As per the title, how would one match on a regular expression with the Doctrine 2 query builder? Basically I'm trying to generate unique slugs.
Here is my current implementation. I generate the slug. I then check to see if there are any slugs in use like this slug. If there are, I will append a -{number} to the end of the slug where {number} is the lowest number not already in use.
$qb->select(array('partial o.{id, slug}'))
->from('Foo\Bar\Entity\Object', 'o')
->where($qb->expr()->like('o.slug', ':slug'));
$slug = new SlugNormalizer($text);
$qb->setParameter('slug', $slug->__toString().'-%');
The problem here is LIKE slug% could match foo-bar-1, foo-bar-2, AND foo-bar-not-the-same-slug. What would be cleaner is a regex looking for REGEX slug-(\d+) or something similar.
Any way to do this with the Doctrine 2 query builder?
install the DoctrineExtensionsBundle:
composer require beberlei/doctrineextensions
add the REGEXP configuration - update your app/config.yml
doctrine:
orm:
dql:
string_functions:
regexp: DoctrineExtensions\Query\Mysql\Regexp
where ever your QueryBuilder is do this:
$qb = $this->createQueryBuilder('x');
return $qb->andWhere('REGEXP(x.your_property, :regexp) = true')

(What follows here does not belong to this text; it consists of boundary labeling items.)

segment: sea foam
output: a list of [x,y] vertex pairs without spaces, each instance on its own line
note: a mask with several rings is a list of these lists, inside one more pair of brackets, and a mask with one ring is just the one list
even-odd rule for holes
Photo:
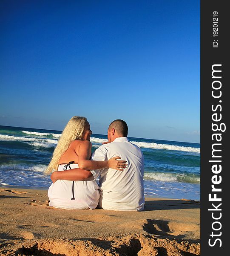
[[[106,139],[99,139],[95,137],[92,137],[90,140],[93,143],[102,143],[108,141]],[[182,146],[177,146],[176,145],[170,145],[168,144],[157,144],[154,142],[141,142],[139,141],[133,141],[130,142],[133,144],[138,145],[140,148],[156,148],[159,149],[168,149],[170,150],[177,150],[179,151],[184,151],[187,152],[194,152],[196,153],[200,152],[200,148],[192,148],[191,147],[183,147]]]
[[167,173],[165,172],[145,172],[144,178],[161,181],[185,182],[199,184],[200,177],[196,175],[185,174]]
[[48,135],[52,135],[54,138],[60,138],[62,134],[52,133],[45,133],[43,132],[37,132],[36,131],[20,131],[22,132],[27,134],[32,134],[37,135],[38,136],[47,136]]
[[47,143],[57,144],[57,140],[52,140],[51,139],[40,139],[39,138],[31,138],[28,137],[20,137],[19,136],[14,136],[10,135],[3,135],[0,134],[0,140],[17,140],[24,142],[31,141],[33,142],[46,143]]

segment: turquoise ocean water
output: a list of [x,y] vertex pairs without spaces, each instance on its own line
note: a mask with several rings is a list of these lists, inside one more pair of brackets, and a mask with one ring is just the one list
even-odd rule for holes
[[[44,171],[61,131],[0,126],[0,186],[46,189]],[[200,144],[129,137],[145,157],[146,196],[200,200]],[[93,151],[107,141],[93,134]]]

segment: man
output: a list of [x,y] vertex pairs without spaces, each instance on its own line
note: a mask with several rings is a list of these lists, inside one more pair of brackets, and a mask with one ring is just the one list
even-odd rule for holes
[[[144,157],[140,148],[130,143],[128,133],[125,121],[114,121],[108,129],[108,143],[100,146],[92,156],[92,160],[102,161],[119,155],[127,161],[127,168],[122,171],[109,168],[88,171],[88,175],[83,177],[92,180],[91,174],[94,179],[99,176],[99,208],[120,211],[144,209]],[[78,176],[74,180],[80,179]]]

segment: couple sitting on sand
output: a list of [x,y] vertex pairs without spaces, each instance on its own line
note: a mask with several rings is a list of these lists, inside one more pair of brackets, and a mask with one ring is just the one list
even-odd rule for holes
[[[114,121],[108,129],[108,142],[91,156],[90,124],[85,117],[72,117],[46,170],[47,174],[57,171],[51,175],[53,183],[48,194],[50,206],[69,209],[97,207],[108,210],[143,210],[144,157],[139,148],[130,142],[128,132],[125,121]],[[98,177],[99,186],[95,181]]]

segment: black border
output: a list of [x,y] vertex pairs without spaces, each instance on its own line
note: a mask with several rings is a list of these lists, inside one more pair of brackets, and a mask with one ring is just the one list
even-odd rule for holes
[[[227,248],[228,245],[227,239],[229,239],[227,229],[227,218],[230,216],[229,202],[227,198],[230,195],[227,188],[227,174],[229,171],[227,159],[229,156],[228,149],[230,140],[228,137],[229,128],[229,114],[228,109],[230,109],[227,94],[228,89],[230,87],[229,76],[230,76],[229,68],[229,54],[228,46],[229,41],[227,39],[229,34],[230,25],[229,17],[230,12],[227,7],[227,1],[223,0],[204,1],[201,0],[201,255],[227,255],[228,254]],[[213,37],[213,12],[217,12],[218,23],[218,36]],[[218,40],[218,47],[213,47],[213,43],[215,39]],[[213,64],[221,64],[220,69],[221,70],[221,81],[222,86],[220,90],[222,92],[221,99],[215,99],[212,96],[212,66]],[[216,105],[219,100],[221,103],[221,111],[219,112],[222,114],[222,119],[219,122],[224,123],[226,126],[225,131],[221,132],[221,151],[219,153],[221,157],[222,171],[219,175],[221,175],[222,181],[218,187],[221,188],[221,192],[218,192],[218,197],[221,198],[221,207],[222,217],[219,220],[221,224],[221,228],[219,231],[221,235],[216,237],[221,241],[217,241],[214,246],[209,245],[209,239],[211,239],[213,243],[215,238],[210,236],[213,229],[212,224],[216,221],[212,217],[212,211],[208,209],[212,207],[212,203],[208,200],[209,194],[211,193],[212,177],[214,174],[212,172],[211,167],[213,163],[209,163],[212,158],[212,145],[215,143],[212,139],[212,135],[215,133],[212,130],[212,115],[213,112],[212,105]],[[219,108],[219,110],[220,108]],[[216,160],[216,158],[215,159]],[[216,202],[217,204],[217,202]],[[217,226],[216,226],[216,227]],[[216,231],[218,233],[218,231]]]

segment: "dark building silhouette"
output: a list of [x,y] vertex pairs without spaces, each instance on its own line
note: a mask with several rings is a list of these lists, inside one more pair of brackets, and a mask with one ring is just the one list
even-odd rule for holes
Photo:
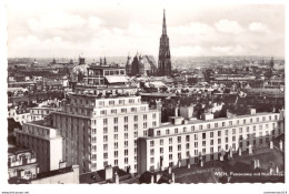
[[170,45],[167,34],[166,11],[163,10],[162,34],[159,49],[159,75],[171,75]]
[[136,54],[133,59],[128,55],[126,71],[128,75],[155,75],[157,72],[156,61],[152,55]]

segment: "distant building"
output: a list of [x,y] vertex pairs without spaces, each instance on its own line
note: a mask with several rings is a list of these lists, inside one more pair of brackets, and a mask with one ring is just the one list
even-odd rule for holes
[[16,142],[36,152],[40,172],[57,170],[59,163],[63,162],[63,140],[49,119],[26,123],[22,130],[16,129]]
[[30,180],[39,172],[36,153],[31,149],[9,147],[8,149],[8,174],[9,178],[18,177]]
[[149,129],[148,136],[139,139],[139,173],[161,171],[168,166],[187,166],[218,160],[241,149],[268,145],[285,132],[280,113],[255,113],[236,118],[202,120],[171,116],[169,124]]
[[93,93],[76,91],[62,111],[52,113],[52,127],[64,140],[64,161],[79,164],[81,173],[108,165],[138,173],[138,137],[146,136],[149,127],[159,126],[160,111],[150,110],[140,96],[123,95],[126,91],[110,98]]
[[156,75],[157,65],[152,55],[139,55],[136,54],[131,61],[131,57],[128,55],[126,70],[128,75]]
[[126,78],[126,69],[119,65],[91,65],[87,68],[88,85],[110,85],[124,84],[128,82]]
[[159,49],[159,64],[158,64],[159,75],[171,75],[171,59],[170,59],[170,45],[169,37],[167,34],[166,24],[166,12],[163,10],[163,22],[162,22],[162,34],[160,38],[160,49]]

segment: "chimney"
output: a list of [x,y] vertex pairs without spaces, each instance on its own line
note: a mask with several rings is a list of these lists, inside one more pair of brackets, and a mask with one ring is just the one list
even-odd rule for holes
[[232,159],[232,147],[230,147],[229,157]]
[[257,160],[253,160],[252,163],[253,163],[253,169],[257,169],[258,167]]
[[201,166],[201,167],[203,166],[203,162],[202,162],[202,161],[200,162],[200,166]]
[[250,114],[256,114],[256,109],[250,109]]
[[270,149],[273,149],[273,142],[270,141]]
[[280,151],[283,151],[283,142],[281,140],[279,142],[279,147],[280,147]]
[[112,178],[112,166],[108,165],[104,167],[106,171],[106,180],[111,180]]
[[175,108],[175,116],[179,116],[179,108],[178,106]]
[[249,149],[249,154],[252,154],[252,145],[251,144],[248,146],[248,149]]
[[63,169],[67,166],[67,161],[59,162],[59,169]]
[[171,173],[171,183],[175,183],[175,173]]
[[223,161],[223,155],[220,155],[220,161]]
[[72,165],[73,170],[73,183],[79,184],[79,165]]
[[161,177],[161,174],[158,173],[158,174],[157,174],[157,177],[156,177],[156,178],[157,178],[157,180],[156,180],[157,183],[158,183],[158,181],[160,180],[160,177]]
[[276,174],[278,174],[278,173],[279,173],[279,167],[278,167],[278,166],[276,166],[276,170],[275,170],[275,172],[276,172]]
[[168,167],[168,173],[171,174],[171,167]]
[[119,184],[119,175],[118,175],[117,172],[116,172],[116,174],[114,174],[114,181],[116,181],[116,184]]

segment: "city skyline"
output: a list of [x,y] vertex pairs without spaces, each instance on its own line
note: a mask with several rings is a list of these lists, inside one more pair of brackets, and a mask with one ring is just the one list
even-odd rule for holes
[[285,6],[163,4],[8,3],[8,57],[157,57],[163,9],[172,58],[285,54]]

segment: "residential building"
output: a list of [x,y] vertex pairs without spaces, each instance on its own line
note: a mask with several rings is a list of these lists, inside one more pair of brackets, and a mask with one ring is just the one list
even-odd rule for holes
[[213,119],[212,114],[201,118],[172,116],[170,124],[149,129],[148,136],[139,140],[138,172],[218,160],[229,151],[268,145],[285,130],[280,113],[251,110],[251,114],[236,118]]

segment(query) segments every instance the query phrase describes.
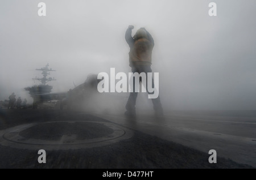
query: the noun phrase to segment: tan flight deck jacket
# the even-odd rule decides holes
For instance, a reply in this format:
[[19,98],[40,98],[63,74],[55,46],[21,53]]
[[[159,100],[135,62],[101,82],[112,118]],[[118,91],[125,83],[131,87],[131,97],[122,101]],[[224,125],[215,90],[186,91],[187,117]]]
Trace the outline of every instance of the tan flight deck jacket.
[[154,45],[151,35],[145,30],[147,37],[136,39],[131,37],[131,30],[128,28],[125,33],[125,39],[130,48],[130,66],[150,66],[152,62],[152,50]]

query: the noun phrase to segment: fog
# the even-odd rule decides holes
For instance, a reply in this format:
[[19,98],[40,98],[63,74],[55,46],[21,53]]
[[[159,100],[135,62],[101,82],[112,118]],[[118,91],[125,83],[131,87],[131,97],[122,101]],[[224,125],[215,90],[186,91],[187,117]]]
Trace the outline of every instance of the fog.
[[[56,70],[52,92],[112,67],[128,74],[132,24],[133,35],[145,27],[154,39],[151,68],[165,110],[256,109],[255,1],[215,0],[217,16],[205,0],[46,0],[46,16],[38,15],[40,2],[0,2],[0,100],[13,92],[32,102],[24,88],[39,84],[35,69],[48,63]],[[144,94],[138,106],[152,110]],[[112,95],[97,102],[124,109],[129,95]]]

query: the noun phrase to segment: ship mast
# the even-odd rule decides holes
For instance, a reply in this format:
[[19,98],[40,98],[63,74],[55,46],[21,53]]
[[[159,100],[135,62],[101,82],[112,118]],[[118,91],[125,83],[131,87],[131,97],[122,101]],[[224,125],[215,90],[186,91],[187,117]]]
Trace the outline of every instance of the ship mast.
[[49,66],[49,63],[48,63],[44,67],[36,69],[36,70],[43,71],[42,72],[42,74],[43,75],[43,77],[42,78],[38,78],[36,77],[36,78],[32,78],[32,79],[33,80],[38,80],[40,81],[41,82],[41,84],[44,85],[46,85],[46,83],[49,82],[51,82],[52,80],[56,80],[56,79],[54,79],[54,78],[47,78],[47,75],[50,74],[49,72],[48,72],[48,71],[55,71],[55,70],[52,70],[51,68],[49,68],[48,66]]

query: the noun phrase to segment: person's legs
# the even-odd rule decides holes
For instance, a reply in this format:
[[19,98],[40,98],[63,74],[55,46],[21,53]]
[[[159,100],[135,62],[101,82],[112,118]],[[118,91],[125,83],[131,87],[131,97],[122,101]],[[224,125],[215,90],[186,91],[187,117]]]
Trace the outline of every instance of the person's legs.
[[[131,71],[133,73],[137,72],[139,74],[139,70],[137,68],[135,67],[132,68]],[[135,92],[135,91],[134,77],[133,77],[133,79],[130,79],[129,83],[130,84],[133,83],[133,91],[130,93],[130,96],[128,98],[128,101],[126,103],[126,105],[125,106],[125,108],[126,109],[125,114],[131,117],[134,117],[136,115],[135,105],[136,105],[136,100],[138,96],[138,92]]]
[[[144,67],[144,72],[146,72],[147,82],[146,82],[146,89],[147,92],[148,94],[153,94],[156,93],[156,91],[158,91],[158,89],[154,89],[155,92],[149,92],[148,91],[148,85],[147,85],[147,73],[152,72],[152,70],[150,66],[146,66]],[[152,78],[152,88],[154,88],[155,87],[154,85],[154,80],[153,78]],[[153,103],[154,110],[155,110],[155,114],[157,116],[163,116],[163,110],[162,106],[161,101],[160,100],[160,96],[158,96],[157,98],[152,98],[152,102]]]

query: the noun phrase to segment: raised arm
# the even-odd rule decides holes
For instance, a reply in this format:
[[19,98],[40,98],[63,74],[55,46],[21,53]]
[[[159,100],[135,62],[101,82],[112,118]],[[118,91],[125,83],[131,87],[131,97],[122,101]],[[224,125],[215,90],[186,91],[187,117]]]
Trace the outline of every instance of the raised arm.
[[131,31],[134,28],[134,26],[130,25],[125,32],[125,40],[129,44],[130,48],[131,48],[134,44],[134,39],[131,36]]

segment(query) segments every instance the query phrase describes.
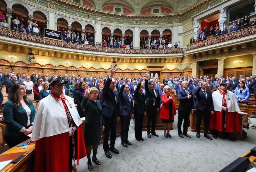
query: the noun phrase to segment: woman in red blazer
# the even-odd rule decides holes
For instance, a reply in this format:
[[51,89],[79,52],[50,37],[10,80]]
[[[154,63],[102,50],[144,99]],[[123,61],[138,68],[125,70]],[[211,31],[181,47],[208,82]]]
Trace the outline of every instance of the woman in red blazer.
[[38,78],[35,82],[33,86],[33,93],[34,93],[34,100],[39,100],[39,92],[42,89],[43,79]]
[[[168,86],[164,87],[165,93],[161,95],[163,104],[160,111],[160,118],[162,118],[164,133],[164,135],[166,138],[172,138],[170,133],[171,123],[174,121],[174,116],[176,115],[176,107],[175,106],[173,96],[170,94],[171,88]],[[166,129],[167,128],[167,133]]]

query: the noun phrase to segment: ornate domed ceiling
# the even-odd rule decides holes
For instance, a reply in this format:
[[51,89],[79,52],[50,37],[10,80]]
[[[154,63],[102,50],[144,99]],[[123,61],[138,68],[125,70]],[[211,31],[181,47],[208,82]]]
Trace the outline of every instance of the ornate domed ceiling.
[[169,13],[182,11],[200,1],[200,0],[82,0],[84,5],[98,9],[126,13],[143,14]]

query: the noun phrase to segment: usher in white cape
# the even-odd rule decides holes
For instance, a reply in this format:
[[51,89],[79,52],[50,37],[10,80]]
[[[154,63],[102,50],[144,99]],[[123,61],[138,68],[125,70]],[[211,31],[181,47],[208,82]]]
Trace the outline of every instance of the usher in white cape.
[[[69,96],[64,96],[67,99],[65,101],[73,120],[78,126],[82,123],[82,121],[74,101]],[[61,99],[58,100],[50,94],[40,101],[36,109],[31,140],[35,141],[69,131],[68,122]]]
[[[228,112],[240,112],[240,109],[238,106],[236,97],[233,93],[231,91],[227,90],[228,94],[225,94],[225,98],[227,104],[226,106],[228,108]],[[215,91],[212,93],[212,100],[213,101],[214,110],[216,111],[221,112],[222,110],[222,101],[223,94],[220,94],[219,90]],[[228,100],[228,98],[229,100]]]

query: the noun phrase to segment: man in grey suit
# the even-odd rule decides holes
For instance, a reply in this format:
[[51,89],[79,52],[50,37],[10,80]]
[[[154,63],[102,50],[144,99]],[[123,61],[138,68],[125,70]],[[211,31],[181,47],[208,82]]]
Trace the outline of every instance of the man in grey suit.
[[26,74],[23,73],[22,74],[22,77],[20,77],[19,80],[20,82],[23,82],[26,80]]

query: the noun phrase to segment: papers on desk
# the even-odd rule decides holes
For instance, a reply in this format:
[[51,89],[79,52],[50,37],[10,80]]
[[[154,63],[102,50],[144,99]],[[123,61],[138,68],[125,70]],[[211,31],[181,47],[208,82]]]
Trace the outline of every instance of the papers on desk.
[[12,162],[12,160],[0,162],[0,170],[2,170]]

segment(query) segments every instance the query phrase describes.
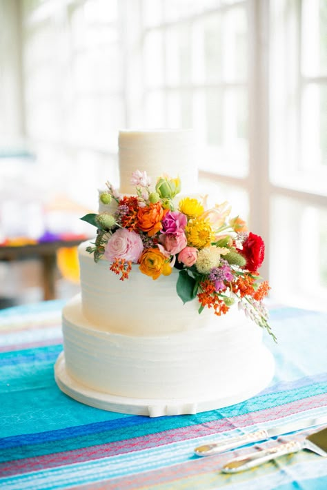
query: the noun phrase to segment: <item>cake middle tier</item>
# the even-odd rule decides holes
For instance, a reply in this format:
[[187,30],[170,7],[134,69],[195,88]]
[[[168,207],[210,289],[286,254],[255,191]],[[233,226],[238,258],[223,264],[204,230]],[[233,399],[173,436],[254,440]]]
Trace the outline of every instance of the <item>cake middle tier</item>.
[[245,317],[228,329],[217,319],[197,331],[121,335],[88,321],[77,296],[63,309],[63,333],[67,372],[100,393],[196,402],[236,396],[239,401],[240,394],[250,390],[252,396],[272,376],[270,368],[266,372],[269,354],[262,330]]
[[[197,298],[183,304],[176,291],[179,273],[176,269],[170,276],[154,280],[133,264],[128,278],[120,280],[110,270],[106,260],[94,261],[93,256],[86,252],[88,245],[85,242],[79,247],[82,311],[100,329],[155,336],[201,329],[212,320],[228,328],[235,321],[231,312],[219,318],[212,309],[205,309],[199,314]],[[243,312],[235,310],[235,314],[244,319]]]

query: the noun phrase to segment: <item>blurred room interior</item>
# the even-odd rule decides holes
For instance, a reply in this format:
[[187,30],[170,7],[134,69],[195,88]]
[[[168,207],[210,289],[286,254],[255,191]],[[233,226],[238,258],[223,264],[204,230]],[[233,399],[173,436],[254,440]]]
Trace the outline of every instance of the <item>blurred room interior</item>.
[[195,130],[271,300],[326,310],[326,0],[0,0],[0,307],[78,290],[79,218],[145,127]]

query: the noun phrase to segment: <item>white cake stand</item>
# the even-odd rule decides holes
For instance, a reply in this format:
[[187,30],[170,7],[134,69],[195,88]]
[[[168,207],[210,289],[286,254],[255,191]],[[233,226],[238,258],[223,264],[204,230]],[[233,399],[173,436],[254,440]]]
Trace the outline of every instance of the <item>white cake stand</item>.
[[[207,399],[192,398],[149,399],[130,398],[116,396],[91,389],[74,380],[67,372],[63,352],[59,355],[54,366],[54,377],[60,389],[72,398],[90,407],[117,411],[121,414],[144,415],[150,417],[186,415],[223,408],[248,400],[254,396],[270,383],[275,370],[272,355],[263,347],[258,359],[259,370],[256,370],[249,380],[248,374],[244,380],[244,389],[237,393],[224,396],[212,394]],[[259,371],[259,372],[258,372]],[[242,374],[240,373],[240,376]]]

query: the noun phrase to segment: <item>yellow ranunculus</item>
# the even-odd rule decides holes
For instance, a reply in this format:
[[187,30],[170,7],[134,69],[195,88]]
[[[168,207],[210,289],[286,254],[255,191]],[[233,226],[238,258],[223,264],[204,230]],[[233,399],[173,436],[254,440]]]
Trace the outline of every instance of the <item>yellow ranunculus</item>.
[[215,234],[209,221],[201,218],[190,220],[185,229],[185,233],[188,245],[197,249],[208,247],[215,239]]
[[197,218],[204,212],[203,205],[197,199],[186,197],[179,201],[179,211],[188,218]]
[[166,261],[165,256],[160,250],[157,248],[148,248],[141,256],[139,269],[141,272],[150,276],[152,279],[157,279],[164,271],[166,272]]

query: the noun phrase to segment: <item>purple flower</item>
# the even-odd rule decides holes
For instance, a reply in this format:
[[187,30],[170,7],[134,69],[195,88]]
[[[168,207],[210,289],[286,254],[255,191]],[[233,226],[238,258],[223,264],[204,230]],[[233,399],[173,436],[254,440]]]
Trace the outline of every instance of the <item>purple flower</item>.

->setParameter('regexp', '[[:digit:]]{3}') // insert your own regex here
->getQuery()->getResult();
and don't forget to use SQL compatible regexes
REGEXP is a vendor specific function so Doctrine itself doesn't support it. Plus it's not a function so much as a comparison operator (see this answer). But you can use the function on the field to compare with another value. DoctrineExtensions (written by a contributor to doctrine) has code to enable regular expression in MySQL.
Example from the File:
$query = $this->getEntityManager()->createQuery('SELECT A FROM Entity A WHERE REGEXP(A.stringField, :regexp) = 1');
$query->setParameter('regexp', '^[ABC]');
$results = $query->getArrayResult();
If you don't want to use DoctrineExtensions, you can write your own by following this blog post, or you can look at the code for this Doctrine extension and write your own custom DQL function.
I have confirmed that REGEXP using DoctrineExtensions works great for my needs!